After making history in October as one of the first women to conduct an all-female spacewalk, NASA astronaut Christina Koch is breaking another glass ceiling.
On Dec. 28, Koch broke the record for having the longest single spaceflight by a woman, with 289 days in space. Retired astronaut Peggy Whitson previously held that record, with 288 days in space.
Koch, who arrived at the space station on March 14, 2019, was initially scheduled to make history on March 29 with astronaut Anne McClain, as the first all-female crew to perform a spacewalk. However, the launch date for that mission was delayed "due in part to spacesuit availability at the station," reported NASA.
McClain, whose space mission ended over the summer, returned back to Earth, and Koch was joined in space by astronaut Jessica Meir in September.
On Oct. 18, Koch and Meir performed the first official all-female spacewalk, when they traveled outside of the International Space Station to replace a faulty battery charge/discharge unit.
Koch and Meir, who are both graduates of NASA's 2013 class, are the 14th and 15th women, respectively, to conduct a spacewalk.
In October, Koch spoke about the significance of her mission with Meir on NPR's "Short Wave" podcast.

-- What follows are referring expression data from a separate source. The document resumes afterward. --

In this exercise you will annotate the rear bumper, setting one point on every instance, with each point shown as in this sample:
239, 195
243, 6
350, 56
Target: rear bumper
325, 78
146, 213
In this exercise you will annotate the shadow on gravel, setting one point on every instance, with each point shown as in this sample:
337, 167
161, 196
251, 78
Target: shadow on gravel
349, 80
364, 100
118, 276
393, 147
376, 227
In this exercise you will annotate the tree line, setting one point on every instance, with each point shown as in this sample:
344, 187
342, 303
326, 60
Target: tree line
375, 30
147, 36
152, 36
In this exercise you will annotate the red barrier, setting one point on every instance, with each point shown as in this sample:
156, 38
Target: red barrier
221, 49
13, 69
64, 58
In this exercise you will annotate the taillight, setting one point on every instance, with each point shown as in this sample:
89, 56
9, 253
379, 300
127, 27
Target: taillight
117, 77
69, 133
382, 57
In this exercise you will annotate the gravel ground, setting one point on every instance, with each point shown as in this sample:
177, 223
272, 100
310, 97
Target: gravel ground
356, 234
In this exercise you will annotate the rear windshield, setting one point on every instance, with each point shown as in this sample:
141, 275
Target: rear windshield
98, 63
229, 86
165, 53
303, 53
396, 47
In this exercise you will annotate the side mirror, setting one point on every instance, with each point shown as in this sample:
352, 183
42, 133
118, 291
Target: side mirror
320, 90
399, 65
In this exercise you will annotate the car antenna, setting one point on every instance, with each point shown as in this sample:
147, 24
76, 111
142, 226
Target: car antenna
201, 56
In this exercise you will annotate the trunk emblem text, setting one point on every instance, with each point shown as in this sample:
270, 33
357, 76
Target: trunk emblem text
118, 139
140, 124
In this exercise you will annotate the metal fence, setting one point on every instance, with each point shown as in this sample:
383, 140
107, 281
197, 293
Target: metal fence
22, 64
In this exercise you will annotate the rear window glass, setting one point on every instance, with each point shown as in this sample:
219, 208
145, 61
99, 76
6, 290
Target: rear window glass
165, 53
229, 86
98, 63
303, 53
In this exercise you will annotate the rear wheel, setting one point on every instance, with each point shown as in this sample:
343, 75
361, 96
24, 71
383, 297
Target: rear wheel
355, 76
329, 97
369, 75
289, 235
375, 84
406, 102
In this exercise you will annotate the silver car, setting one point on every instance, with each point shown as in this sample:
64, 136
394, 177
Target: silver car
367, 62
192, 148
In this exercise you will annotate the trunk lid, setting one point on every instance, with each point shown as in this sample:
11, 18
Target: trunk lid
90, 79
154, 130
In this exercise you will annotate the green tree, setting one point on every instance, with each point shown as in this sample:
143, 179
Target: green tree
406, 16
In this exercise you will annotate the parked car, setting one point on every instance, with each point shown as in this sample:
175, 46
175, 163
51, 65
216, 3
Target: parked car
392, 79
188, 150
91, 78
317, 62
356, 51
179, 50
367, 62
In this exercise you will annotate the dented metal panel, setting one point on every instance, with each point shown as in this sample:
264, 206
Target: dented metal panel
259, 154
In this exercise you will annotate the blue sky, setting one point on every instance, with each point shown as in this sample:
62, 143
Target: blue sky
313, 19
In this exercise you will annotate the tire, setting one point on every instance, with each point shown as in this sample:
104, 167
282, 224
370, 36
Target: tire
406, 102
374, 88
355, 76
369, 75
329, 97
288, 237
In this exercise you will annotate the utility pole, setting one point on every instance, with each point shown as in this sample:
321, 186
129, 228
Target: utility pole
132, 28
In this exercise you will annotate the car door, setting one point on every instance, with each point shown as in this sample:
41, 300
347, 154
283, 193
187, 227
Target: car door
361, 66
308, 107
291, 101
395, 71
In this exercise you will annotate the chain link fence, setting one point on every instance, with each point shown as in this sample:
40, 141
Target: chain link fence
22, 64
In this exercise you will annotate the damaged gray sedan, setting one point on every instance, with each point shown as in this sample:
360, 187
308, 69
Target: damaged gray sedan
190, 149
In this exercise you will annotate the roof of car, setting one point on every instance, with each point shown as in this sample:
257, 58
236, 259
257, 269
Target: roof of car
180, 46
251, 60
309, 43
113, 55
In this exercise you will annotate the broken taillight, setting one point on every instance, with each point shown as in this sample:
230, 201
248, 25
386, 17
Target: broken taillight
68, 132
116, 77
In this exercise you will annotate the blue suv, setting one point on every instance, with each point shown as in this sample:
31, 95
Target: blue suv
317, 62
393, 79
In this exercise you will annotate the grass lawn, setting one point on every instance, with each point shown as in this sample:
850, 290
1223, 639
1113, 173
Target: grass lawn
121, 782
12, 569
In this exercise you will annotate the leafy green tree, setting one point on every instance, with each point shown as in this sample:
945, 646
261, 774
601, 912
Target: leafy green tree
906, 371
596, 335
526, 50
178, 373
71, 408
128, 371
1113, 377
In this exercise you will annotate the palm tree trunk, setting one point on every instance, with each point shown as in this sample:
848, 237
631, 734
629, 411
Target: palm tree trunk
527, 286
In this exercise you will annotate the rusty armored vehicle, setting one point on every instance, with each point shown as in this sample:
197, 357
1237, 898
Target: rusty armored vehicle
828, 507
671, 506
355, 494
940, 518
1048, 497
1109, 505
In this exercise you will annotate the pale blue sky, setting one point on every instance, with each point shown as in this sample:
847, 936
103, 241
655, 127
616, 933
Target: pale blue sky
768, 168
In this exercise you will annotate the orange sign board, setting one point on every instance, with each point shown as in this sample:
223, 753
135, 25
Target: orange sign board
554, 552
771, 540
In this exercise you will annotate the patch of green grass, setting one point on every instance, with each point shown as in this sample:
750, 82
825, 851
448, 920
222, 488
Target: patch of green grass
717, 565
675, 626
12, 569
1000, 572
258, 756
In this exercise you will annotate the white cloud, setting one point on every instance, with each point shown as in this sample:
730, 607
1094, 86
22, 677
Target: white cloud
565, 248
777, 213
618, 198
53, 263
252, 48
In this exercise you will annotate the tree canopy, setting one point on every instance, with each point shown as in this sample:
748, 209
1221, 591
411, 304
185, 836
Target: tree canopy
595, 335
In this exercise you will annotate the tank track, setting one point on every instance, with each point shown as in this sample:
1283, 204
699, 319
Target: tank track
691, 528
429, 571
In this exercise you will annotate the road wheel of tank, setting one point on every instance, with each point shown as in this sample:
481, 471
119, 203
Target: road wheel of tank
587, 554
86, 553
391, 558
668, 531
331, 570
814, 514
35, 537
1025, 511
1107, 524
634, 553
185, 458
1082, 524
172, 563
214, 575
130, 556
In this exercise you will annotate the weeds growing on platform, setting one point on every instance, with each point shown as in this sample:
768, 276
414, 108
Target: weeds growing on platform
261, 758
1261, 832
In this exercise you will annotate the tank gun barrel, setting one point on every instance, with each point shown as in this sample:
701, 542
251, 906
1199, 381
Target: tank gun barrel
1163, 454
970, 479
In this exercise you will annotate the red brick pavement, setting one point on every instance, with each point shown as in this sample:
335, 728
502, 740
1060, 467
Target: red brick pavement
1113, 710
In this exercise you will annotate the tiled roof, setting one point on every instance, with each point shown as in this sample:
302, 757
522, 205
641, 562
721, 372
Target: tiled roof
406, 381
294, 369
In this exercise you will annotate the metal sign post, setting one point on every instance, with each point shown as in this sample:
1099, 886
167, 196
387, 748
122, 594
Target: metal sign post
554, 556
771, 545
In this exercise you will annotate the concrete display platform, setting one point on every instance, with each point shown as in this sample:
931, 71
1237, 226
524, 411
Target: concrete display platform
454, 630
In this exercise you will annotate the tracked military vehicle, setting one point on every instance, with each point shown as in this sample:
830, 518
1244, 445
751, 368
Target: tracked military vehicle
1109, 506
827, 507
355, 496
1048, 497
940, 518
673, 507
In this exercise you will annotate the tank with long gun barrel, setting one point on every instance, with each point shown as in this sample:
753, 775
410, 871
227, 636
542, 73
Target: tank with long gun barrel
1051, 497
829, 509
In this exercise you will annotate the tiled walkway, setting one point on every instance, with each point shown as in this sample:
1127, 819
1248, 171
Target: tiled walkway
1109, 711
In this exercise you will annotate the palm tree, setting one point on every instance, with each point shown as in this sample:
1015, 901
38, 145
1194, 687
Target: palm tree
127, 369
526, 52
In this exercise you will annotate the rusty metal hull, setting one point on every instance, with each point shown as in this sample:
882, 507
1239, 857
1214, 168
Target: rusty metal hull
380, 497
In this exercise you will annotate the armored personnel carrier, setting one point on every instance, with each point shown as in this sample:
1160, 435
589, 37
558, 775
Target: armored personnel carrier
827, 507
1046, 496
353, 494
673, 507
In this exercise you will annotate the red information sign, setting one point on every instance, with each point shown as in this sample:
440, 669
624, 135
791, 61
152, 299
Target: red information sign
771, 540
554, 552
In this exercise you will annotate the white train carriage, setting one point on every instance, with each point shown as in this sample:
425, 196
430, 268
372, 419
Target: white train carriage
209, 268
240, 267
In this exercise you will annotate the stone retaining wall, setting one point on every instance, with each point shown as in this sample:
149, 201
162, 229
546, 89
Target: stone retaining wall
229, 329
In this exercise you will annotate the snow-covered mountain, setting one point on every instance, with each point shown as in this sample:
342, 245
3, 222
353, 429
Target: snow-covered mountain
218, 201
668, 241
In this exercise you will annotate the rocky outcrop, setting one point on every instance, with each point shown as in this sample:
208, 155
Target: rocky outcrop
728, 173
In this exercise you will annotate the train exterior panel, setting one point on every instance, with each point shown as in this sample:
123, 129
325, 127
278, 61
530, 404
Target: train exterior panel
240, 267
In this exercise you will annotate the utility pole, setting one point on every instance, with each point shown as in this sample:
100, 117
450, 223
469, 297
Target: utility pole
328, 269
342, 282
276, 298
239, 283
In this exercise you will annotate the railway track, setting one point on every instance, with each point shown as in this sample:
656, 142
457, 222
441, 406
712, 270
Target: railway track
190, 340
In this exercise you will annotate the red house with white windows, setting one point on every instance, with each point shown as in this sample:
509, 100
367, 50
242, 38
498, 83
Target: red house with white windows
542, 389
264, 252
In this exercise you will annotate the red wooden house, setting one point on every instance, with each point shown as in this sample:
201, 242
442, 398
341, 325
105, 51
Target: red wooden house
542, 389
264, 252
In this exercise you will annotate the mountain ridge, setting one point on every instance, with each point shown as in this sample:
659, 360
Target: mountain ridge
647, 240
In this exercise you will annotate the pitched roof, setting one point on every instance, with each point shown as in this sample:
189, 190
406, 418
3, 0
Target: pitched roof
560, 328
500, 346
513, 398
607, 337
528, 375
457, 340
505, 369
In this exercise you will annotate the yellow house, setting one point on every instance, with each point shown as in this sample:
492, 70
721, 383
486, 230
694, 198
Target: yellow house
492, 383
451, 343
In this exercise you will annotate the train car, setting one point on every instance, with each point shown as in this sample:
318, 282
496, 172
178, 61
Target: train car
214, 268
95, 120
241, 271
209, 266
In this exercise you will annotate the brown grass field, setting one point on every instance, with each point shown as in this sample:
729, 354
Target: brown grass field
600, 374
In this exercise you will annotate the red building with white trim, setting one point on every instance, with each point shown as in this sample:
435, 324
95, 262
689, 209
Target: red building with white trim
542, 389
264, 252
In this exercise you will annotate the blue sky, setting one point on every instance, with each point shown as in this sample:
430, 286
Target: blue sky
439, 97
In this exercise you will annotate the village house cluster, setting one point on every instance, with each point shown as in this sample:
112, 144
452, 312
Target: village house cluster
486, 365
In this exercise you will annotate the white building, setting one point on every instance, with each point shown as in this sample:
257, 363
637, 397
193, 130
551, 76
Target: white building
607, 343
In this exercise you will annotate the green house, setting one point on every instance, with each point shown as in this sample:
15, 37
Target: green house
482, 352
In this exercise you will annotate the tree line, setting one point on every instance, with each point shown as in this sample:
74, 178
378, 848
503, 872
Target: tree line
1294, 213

She also spoke about the progress the industry is making in terms of welcoming more women into the field.
"In the past, women haven't always been at the table, and it's wonderful to be contributing to the human spaceflight program at a time when all contributions are being accepted, when everyone has a role, and that can lead in turn to an increased chance for success," she said.
Koch, whose space mission won't end until February 2020, is scheduled to be in space for a total of 328 days.